Wie mochte das Privatleben Georg Friedrich Händels im damaligen London
ausgesehen haben? Die neue Sonderausstellung im Händel-Haus unter dem Titel „Ich wünschte, die Menschen nicht nur zu unterhalten…“ – Geselligkeiten im London Händels und Hogarts – zeigt dem Besucher mit satirischen Graphiken von und nach William Hogarth (1697–1764) und verschiedenen Leihgaben überraschende Einblicke in die Geselligkeitssphären der englischen Gesellschaft des 18. Jahrhunderts.

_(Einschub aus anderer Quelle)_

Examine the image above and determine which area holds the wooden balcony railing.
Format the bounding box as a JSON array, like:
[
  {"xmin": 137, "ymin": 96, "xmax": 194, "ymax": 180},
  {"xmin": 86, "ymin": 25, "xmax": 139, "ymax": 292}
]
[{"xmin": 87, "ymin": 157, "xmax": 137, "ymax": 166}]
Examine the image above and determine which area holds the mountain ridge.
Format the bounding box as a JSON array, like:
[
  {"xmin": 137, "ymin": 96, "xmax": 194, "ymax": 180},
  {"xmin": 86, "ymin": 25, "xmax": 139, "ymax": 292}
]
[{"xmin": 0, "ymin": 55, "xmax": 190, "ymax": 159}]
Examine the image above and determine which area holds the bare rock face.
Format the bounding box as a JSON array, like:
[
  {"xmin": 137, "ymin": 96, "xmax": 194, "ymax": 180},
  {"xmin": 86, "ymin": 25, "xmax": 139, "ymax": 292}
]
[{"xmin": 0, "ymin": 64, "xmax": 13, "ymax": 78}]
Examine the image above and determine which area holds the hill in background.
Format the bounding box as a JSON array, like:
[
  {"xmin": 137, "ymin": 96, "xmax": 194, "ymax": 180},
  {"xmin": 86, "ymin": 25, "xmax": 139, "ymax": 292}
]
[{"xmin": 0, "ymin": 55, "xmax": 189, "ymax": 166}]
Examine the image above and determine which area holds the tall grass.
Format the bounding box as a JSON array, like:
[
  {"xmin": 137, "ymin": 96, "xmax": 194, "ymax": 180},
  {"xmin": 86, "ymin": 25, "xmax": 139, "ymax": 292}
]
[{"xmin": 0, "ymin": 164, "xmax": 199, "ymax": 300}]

Die Sonderausstellung wird am Freitag, den 25. Februar 2011, um 17.00 Uhr im
Kammermusiksaal eröffnet. Unter anderem mit einem musikalischen Programm von Studenten der Gesangsklasse Uta Lesch des Instituts für Musik der Martin-Luther- Universität Halle-Wittenberg. Es erklingen Kompositionen von deutschen Zeitgenossen Händels. Nach einer kurzen Einführung in die Thematik werden die Gäste in die Ausstellung geführt, wo es neben den Originalgrafiken und Leihgaben überraschendeVergrößerungen aus Blättern von Hogarth in einem eindrucksvollen Gestaltungskonzept des halleschen Grafikers Axel Göhre zu sehen gibt.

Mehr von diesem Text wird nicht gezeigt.